What this moment tells us about Europe

Orbán’s loss is not a final chapter; it’s a turning of the page in an ongoing book. It prompts larger questions: Can the EU reconcile internal differences quickly enough when the continent is facing an active war on its borders? Will eastern and western members find new language to bridge historic mistrust? And at a human level—how does a society emerge from years of polarizing leadership and rebuild civic trust?

“Politics is the art of returning to the table,” said Ildikó Horváth, a civic activist who has organized community dialogues in Budapest for years. “The first weeks are a test: will we choose revenge or repair?”

For readers watching from afar: consider how fragile political compacts can be, and how important small shifts are.
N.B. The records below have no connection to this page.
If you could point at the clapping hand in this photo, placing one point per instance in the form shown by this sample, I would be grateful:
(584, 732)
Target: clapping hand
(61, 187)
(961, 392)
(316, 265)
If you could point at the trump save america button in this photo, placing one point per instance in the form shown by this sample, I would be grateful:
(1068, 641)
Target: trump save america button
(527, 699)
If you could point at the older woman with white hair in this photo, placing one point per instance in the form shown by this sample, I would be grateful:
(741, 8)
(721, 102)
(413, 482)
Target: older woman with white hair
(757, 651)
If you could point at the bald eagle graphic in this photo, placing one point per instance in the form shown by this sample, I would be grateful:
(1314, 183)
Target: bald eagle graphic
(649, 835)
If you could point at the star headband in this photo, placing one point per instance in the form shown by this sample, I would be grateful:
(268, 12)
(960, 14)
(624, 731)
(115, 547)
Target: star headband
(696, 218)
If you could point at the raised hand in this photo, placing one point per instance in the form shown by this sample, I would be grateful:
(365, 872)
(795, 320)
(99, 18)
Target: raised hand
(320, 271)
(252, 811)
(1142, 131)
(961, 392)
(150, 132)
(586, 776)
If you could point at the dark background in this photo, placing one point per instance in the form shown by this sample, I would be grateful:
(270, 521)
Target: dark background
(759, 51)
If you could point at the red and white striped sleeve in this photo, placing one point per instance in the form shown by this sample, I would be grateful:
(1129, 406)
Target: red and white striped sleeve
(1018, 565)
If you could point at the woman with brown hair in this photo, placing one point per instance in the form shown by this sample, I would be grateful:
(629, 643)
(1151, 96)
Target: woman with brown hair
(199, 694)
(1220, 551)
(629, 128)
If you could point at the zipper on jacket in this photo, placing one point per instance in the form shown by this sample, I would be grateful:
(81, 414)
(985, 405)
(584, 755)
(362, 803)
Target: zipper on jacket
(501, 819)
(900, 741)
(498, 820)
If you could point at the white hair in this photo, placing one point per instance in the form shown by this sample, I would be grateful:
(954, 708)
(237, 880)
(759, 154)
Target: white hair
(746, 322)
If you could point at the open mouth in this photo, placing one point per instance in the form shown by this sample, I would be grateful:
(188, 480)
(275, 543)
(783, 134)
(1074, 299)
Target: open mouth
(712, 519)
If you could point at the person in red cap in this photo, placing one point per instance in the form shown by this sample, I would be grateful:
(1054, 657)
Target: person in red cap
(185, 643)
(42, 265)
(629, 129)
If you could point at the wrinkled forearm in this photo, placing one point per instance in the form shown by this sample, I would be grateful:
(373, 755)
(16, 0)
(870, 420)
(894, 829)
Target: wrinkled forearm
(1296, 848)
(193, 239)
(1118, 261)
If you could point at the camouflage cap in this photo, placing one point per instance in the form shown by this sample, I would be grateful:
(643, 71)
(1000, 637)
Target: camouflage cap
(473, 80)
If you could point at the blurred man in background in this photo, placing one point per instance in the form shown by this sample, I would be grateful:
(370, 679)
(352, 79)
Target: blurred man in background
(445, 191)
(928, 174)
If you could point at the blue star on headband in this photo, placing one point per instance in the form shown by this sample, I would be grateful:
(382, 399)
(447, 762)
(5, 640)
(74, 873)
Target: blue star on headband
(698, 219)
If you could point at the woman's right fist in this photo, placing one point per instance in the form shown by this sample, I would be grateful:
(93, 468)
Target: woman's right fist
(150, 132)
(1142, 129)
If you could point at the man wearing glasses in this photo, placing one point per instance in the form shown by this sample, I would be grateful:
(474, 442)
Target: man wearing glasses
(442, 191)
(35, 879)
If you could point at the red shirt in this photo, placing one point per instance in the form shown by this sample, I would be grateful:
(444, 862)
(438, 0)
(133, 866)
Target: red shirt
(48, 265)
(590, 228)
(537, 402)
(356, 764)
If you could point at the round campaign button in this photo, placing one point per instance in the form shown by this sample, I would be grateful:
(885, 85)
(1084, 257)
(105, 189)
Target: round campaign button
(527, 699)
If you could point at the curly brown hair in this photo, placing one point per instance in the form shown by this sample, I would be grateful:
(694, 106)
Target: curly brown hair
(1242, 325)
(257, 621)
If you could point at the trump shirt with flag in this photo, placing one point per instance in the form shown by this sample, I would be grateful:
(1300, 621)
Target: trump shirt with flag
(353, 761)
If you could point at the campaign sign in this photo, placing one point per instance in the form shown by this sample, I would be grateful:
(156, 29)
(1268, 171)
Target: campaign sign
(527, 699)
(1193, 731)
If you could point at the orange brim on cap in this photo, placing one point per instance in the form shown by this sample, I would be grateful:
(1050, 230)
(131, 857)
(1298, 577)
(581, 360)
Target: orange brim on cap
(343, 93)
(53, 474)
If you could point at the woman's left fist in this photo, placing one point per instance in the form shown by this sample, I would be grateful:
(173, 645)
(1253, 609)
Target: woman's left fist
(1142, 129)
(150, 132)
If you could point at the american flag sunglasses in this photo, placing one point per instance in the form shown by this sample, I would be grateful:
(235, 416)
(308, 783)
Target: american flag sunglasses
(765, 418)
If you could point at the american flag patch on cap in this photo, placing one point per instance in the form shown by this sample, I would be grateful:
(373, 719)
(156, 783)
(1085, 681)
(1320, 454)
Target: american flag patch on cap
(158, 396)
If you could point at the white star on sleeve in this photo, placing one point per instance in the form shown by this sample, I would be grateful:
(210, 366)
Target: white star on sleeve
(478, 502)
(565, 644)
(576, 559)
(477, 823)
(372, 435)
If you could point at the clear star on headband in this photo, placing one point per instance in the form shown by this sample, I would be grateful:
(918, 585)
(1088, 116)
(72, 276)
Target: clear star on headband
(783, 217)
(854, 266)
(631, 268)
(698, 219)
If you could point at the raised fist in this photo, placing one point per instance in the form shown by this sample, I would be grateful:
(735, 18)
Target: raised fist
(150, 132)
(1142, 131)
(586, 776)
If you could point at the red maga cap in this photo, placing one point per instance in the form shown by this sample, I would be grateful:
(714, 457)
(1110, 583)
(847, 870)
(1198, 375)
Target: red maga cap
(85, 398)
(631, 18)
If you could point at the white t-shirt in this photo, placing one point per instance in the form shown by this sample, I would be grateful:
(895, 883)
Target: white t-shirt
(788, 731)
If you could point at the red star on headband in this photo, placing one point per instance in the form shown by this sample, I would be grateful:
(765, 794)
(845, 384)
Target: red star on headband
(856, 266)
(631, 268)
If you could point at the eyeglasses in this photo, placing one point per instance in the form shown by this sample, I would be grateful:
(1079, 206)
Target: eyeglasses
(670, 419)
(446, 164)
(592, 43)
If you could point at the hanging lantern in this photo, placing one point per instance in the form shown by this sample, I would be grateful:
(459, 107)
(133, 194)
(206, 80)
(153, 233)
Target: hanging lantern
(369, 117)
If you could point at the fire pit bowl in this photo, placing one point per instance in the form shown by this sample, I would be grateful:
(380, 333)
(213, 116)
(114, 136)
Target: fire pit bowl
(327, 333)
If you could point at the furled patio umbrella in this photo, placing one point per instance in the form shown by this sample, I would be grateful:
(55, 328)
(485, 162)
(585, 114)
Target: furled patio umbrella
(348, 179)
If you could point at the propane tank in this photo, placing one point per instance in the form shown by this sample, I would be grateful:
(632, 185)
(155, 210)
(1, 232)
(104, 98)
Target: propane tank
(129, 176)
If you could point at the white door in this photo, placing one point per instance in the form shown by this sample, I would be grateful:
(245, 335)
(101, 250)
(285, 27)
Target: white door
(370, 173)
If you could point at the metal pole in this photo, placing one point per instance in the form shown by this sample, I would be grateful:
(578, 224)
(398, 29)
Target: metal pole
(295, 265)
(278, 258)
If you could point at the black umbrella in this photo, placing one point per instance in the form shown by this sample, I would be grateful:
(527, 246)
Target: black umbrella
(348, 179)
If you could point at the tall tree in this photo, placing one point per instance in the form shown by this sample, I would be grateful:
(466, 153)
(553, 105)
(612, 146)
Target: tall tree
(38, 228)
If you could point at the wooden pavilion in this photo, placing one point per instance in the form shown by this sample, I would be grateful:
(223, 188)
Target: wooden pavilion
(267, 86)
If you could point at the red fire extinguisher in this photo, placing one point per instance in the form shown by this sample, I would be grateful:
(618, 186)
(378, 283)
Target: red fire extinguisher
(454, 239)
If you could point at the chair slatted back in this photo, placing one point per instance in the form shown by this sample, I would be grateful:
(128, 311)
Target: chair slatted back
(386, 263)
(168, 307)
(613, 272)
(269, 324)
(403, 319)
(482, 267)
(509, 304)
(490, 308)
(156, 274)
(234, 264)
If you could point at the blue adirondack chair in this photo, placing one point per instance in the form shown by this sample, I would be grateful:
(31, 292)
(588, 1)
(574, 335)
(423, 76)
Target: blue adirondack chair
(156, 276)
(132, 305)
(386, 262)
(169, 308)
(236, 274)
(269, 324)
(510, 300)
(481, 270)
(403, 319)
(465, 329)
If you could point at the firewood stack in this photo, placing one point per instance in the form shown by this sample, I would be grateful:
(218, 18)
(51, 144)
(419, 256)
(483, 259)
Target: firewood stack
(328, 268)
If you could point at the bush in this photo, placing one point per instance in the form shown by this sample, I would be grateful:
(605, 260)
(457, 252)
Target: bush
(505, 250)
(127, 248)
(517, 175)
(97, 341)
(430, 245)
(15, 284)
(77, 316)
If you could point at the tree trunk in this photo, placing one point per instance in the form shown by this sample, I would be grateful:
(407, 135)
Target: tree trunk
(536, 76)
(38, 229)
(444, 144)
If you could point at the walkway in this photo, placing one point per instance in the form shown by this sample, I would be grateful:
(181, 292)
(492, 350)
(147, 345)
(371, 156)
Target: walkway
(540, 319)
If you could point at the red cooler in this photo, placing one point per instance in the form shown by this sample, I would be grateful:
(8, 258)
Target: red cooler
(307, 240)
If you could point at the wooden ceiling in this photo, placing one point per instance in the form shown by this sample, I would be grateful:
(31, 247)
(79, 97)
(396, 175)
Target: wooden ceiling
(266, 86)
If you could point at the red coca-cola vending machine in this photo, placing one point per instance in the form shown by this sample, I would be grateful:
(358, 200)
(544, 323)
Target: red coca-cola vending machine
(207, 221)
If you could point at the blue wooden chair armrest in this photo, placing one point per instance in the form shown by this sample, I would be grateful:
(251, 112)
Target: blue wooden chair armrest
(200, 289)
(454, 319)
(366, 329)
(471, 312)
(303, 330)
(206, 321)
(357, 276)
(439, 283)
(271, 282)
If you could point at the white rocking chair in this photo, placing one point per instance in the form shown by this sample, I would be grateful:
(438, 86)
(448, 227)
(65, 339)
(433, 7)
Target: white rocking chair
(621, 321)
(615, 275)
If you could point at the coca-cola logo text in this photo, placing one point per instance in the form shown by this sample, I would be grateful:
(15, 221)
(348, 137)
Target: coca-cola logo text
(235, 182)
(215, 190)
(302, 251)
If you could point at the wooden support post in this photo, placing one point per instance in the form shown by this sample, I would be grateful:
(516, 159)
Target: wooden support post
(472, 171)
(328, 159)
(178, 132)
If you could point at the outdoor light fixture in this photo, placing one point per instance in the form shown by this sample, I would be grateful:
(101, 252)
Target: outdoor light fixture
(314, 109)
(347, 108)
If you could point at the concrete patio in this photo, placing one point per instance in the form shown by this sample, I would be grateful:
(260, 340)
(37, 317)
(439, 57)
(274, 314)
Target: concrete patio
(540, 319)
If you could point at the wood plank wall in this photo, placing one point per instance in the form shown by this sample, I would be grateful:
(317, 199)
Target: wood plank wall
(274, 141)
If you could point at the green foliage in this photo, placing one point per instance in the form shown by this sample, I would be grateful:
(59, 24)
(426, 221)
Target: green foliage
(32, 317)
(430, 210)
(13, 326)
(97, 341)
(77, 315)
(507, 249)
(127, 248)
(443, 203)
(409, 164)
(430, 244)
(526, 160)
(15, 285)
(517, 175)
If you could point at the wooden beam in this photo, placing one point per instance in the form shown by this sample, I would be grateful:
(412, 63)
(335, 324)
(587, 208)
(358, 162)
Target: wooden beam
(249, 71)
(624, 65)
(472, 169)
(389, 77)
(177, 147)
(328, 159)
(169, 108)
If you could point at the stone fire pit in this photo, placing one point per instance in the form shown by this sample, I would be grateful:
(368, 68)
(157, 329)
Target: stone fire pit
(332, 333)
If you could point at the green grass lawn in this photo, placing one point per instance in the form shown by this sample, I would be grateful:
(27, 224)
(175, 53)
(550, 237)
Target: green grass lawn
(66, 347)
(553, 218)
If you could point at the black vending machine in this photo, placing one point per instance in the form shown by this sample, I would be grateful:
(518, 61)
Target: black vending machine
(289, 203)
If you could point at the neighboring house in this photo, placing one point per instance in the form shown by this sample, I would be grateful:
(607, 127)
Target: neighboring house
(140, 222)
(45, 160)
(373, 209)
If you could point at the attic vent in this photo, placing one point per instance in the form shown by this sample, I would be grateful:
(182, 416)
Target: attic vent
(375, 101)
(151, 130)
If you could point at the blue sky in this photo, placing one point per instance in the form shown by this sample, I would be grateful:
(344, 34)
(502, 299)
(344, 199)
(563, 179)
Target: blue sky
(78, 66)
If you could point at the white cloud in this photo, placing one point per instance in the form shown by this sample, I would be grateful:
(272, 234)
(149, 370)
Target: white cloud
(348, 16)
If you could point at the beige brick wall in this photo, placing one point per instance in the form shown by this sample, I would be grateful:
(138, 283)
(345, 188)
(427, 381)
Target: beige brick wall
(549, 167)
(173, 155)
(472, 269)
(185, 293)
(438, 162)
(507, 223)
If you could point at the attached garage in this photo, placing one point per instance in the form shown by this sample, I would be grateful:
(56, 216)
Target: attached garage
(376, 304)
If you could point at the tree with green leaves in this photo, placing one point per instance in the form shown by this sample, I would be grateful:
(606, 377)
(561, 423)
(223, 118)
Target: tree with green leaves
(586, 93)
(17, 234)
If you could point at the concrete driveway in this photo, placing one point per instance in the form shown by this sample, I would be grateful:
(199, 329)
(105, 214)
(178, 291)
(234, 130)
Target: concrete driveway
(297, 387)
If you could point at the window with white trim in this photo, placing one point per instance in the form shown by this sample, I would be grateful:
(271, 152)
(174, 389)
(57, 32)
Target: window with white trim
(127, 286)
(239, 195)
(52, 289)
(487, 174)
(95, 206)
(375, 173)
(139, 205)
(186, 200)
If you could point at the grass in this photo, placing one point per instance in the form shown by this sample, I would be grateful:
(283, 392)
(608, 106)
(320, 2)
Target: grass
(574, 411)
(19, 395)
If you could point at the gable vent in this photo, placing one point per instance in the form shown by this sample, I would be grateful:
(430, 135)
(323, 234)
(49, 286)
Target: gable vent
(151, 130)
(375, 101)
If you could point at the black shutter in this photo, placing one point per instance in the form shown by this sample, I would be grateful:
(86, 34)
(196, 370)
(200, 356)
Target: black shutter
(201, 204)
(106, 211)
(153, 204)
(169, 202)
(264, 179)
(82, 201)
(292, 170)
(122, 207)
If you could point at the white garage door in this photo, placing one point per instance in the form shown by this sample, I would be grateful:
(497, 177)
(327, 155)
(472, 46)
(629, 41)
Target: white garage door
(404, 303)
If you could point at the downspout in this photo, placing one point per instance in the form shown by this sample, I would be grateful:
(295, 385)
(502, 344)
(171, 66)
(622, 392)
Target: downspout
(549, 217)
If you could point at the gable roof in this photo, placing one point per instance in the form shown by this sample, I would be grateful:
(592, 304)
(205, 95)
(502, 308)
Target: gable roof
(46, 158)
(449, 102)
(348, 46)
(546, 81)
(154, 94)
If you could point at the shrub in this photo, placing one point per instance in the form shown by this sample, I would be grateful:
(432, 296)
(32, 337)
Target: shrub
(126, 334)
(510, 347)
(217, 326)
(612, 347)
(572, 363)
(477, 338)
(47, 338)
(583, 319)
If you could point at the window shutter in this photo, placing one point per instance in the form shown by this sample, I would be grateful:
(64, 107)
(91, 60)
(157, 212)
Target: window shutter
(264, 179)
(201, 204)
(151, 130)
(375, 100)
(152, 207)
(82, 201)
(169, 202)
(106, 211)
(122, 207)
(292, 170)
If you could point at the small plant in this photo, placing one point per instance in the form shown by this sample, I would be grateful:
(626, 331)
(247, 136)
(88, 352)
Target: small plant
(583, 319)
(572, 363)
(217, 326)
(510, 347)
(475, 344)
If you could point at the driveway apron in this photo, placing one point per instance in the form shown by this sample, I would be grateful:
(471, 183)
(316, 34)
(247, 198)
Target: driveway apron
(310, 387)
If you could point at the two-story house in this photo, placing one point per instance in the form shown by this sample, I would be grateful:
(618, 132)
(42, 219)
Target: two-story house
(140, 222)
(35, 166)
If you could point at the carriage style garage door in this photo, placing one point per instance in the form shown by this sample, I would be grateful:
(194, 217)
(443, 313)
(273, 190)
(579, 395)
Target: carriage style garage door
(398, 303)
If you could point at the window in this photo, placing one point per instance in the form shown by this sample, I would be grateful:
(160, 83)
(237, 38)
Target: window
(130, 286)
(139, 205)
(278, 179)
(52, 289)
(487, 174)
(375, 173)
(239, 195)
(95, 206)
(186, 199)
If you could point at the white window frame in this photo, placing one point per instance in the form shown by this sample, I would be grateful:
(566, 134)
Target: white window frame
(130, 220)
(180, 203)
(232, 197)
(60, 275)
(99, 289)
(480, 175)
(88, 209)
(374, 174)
A veto lifted here, a tranche of funds released there—these are not just bureaucratic wins. They are pieces of a puzzle that helps democracies function, markets breathe, and neighbors feel less at war.

So what should we watch next? Will Budapest choose compromise and see the money flow back, or will old habits reassert themselves? Will Magyar find a way to speak both to wary Hungarians and to patient Europeans? And perhaps most pressingly—can a Europe shaped by larger-than-life personalities find its footing in the quieter work of rebuilding institutions?

There are no easy answers. But in a Budapest café at dawn, as people traded stories about ballot booths and buses and late-night TV panels, one sentiment stood out: ordinary life—schools, shops, pensions—keeps going, no matter the rhetoric. Politics may change the headlines. But it is the slow, steady work of governance that changes lives.

“We want to be part of Europe again,” Anna Kovács said, stirring her coffee. “Not because Brussels is perfect, but because the rest of Europe has things we need—standards, money, friends. That’s not shameful. It’s smart.”